Volcanoes are pretty good at melting ice …

Rbavery
January 25, 2014 3:58 am

If Arctic and Antarctic ice keeps increasing as it currently is then that new canal being dug through the waistline of the Americas is going to prove very useful. Excuse me while I go out and buy some shares in the company….

Pamela Gray
January 25, 2014 7:14 am

Watching climate scientists learn is like watching your children learn their ABC’S! These elementary epiphany studies are becoming more and more silly as time goes by.
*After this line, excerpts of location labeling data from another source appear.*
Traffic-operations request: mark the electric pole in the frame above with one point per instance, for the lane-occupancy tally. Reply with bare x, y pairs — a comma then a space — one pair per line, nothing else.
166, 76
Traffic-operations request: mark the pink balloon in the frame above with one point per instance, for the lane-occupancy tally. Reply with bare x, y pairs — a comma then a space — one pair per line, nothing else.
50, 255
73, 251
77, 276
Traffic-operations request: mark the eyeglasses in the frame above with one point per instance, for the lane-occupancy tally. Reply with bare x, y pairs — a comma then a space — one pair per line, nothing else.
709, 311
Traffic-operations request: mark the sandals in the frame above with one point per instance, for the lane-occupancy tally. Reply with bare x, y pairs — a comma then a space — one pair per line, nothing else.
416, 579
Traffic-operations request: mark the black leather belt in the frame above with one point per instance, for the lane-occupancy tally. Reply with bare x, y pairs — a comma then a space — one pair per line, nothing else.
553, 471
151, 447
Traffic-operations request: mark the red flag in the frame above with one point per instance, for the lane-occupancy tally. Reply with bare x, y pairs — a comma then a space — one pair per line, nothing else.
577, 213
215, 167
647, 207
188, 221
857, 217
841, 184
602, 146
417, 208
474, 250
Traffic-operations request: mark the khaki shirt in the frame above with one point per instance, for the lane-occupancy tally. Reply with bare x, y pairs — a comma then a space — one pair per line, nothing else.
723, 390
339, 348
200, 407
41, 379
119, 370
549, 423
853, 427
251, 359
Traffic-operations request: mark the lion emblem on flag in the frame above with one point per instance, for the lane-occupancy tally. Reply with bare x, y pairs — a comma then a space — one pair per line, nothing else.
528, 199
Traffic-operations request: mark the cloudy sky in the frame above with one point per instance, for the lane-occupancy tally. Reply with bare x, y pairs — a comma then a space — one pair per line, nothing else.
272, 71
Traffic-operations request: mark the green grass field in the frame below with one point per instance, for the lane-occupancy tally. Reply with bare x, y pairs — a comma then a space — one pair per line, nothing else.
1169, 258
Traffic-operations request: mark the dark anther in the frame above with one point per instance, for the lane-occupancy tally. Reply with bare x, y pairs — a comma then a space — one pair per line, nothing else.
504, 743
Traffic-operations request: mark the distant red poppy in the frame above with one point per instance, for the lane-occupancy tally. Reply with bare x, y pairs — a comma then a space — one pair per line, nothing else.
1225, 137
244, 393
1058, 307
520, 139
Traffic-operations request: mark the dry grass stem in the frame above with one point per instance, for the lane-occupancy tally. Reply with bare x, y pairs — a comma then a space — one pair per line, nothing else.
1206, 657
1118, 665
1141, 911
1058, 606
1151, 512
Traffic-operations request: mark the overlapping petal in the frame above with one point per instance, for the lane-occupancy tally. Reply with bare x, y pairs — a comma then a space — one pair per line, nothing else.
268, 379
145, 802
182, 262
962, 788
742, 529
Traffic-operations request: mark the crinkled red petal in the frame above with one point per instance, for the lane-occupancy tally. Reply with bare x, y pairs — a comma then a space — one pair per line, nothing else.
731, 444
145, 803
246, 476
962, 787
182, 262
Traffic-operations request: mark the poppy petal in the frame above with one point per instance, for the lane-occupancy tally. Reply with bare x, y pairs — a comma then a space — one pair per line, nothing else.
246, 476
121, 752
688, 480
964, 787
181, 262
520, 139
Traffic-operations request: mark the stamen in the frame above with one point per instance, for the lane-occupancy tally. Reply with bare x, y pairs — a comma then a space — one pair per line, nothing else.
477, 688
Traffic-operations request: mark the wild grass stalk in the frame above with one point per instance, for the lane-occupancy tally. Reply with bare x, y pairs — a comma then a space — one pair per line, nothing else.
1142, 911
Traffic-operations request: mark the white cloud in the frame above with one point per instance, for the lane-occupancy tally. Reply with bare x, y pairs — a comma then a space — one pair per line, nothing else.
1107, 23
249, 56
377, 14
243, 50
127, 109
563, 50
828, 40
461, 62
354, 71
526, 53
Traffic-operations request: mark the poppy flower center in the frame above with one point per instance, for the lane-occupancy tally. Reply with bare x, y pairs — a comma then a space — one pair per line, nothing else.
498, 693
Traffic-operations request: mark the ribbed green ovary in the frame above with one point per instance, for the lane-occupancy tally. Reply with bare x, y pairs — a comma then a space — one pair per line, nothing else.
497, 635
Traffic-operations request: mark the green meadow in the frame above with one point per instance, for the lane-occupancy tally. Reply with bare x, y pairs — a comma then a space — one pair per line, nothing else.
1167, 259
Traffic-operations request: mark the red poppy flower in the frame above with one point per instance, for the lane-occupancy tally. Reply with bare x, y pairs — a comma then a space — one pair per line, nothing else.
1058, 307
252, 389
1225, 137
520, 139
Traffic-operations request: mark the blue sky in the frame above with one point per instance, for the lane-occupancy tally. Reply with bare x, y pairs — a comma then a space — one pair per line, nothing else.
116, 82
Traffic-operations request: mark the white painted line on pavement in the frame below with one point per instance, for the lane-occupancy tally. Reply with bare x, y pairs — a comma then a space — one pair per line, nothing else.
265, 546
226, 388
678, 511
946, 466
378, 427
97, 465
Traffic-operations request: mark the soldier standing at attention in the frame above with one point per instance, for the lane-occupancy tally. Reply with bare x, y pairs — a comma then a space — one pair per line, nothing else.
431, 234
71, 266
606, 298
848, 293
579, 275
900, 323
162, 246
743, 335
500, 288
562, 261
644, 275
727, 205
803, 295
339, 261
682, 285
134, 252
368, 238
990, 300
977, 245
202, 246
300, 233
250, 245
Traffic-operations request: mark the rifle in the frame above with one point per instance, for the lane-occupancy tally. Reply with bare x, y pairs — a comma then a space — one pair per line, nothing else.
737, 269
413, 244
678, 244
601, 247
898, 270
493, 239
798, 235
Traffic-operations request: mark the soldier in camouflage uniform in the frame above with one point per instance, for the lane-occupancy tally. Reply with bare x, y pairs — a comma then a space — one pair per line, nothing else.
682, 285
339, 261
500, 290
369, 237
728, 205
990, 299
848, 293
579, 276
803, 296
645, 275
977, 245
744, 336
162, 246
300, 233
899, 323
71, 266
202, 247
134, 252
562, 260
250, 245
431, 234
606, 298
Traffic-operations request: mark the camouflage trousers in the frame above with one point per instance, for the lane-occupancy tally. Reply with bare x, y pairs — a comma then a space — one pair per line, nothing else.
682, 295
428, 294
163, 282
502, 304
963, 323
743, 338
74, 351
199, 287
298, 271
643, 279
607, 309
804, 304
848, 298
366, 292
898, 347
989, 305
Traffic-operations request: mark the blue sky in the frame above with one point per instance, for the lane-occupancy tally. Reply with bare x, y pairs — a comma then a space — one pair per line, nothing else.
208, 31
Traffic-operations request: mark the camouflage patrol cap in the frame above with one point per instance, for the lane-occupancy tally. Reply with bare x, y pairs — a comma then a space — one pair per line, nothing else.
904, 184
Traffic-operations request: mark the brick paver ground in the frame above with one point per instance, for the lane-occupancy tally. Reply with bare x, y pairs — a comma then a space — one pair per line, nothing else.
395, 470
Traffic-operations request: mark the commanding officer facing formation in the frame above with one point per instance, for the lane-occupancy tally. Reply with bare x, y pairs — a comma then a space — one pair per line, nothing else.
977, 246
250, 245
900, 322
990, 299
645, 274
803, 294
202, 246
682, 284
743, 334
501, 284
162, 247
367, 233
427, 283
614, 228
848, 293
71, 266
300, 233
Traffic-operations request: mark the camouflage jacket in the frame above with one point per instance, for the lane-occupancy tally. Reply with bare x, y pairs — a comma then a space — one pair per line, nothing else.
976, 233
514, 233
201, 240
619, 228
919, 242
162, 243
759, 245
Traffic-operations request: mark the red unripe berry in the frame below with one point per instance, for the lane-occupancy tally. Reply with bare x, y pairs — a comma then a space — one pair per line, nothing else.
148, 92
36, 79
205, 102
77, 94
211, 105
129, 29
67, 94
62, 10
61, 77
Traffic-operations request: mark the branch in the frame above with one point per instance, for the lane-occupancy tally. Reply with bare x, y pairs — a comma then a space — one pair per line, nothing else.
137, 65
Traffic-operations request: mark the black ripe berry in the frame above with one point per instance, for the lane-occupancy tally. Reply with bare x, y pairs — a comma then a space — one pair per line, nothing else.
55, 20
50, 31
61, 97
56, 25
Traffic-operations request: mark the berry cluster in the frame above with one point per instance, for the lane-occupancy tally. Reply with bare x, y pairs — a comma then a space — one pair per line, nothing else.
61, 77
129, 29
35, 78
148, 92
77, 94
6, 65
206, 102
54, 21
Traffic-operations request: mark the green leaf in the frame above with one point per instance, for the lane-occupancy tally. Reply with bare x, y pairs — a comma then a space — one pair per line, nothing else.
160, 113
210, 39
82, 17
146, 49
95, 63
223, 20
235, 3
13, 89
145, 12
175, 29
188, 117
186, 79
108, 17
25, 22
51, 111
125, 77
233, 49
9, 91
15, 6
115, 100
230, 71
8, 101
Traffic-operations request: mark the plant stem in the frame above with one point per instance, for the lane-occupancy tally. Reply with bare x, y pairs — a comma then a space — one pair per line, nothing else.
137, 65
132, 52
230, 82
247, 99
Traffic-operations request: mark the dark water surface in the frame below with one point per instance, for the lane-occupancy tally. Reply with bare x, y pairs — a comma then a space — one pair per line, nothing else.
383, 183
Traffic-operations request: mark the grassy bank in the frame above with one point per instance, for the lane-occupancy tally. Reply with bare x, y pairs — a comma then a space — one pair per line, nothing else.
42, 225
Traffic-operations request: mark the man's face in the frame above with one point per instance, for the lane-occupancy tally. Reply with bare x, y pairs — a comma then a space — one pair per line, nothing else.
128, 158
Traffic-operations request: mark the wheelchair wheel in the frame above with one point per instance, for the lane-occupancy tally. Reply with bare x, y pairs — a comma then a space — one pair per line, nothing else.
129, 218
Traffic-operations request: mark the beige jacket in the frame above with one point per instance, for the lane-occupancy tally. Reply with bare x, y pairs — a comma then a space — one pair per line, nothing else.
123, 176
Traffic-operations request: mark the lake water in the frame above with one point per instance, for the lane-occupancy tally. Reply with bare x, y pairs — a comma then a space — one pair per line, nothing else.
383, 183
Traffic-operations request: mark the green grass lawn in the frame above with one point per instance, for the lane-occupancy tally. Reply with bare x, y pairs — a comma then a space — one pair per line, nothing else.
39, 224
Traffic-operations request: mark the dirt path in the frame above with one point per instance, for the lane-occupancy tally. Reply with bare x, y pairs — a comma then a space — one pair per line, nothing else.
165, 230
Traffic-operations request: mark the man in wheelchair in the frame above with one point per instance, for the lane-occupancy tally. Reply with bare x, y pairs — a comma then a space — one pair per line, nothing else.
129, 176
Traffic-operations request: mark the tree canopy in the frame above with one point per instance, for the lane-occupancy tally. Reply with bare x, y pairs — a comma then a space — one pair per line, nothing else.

Trouble is, I am paying for these numbnuts to learn their $%#@% climate ABC’s!

nutso fasst
January 26, 2014 11:44 am

Bob Tisdale: “How many decades of reasonable sea level pressure data do we have for the Antarctic’s Amundsen Sea?”
I can’t access the paper, but it references this:
http://nora.nerc.ac.uk/20554/1/JCLI-D-11-00685.pdf
which references this:
http://polarmet.osu.edu/PMG_publications/hines_bromwich_jc_2000.pdf
I didn’t check to see if any of their references ultimately refer to this:
http://digitalcommons.library.umaine.edu/cgi/viewcontent.cgi?article=1253&context=ers_facpub
In any case, I don’t see how a computer model that demonstrates how a particular mechanism can cause an apparent correlation supports a conclusion that such a mechanism causes the apparent correlation.

Down to Earth
January 27, 2014 3:09 am

Hope you take crazy questions, here goes:
Wouldn’t a high amplitude in “Rossby Waves” cause the current so-called polar vortex and southern Artic ice melt?
And wouldn’t a low amplitude of “Rossby Waves” cause cold, accumulating Antartic conditions?
A merging of the subtropical jet and polar jet affecting the “Rossby Waves” respectively. What have the jets looked like lately? Thanks.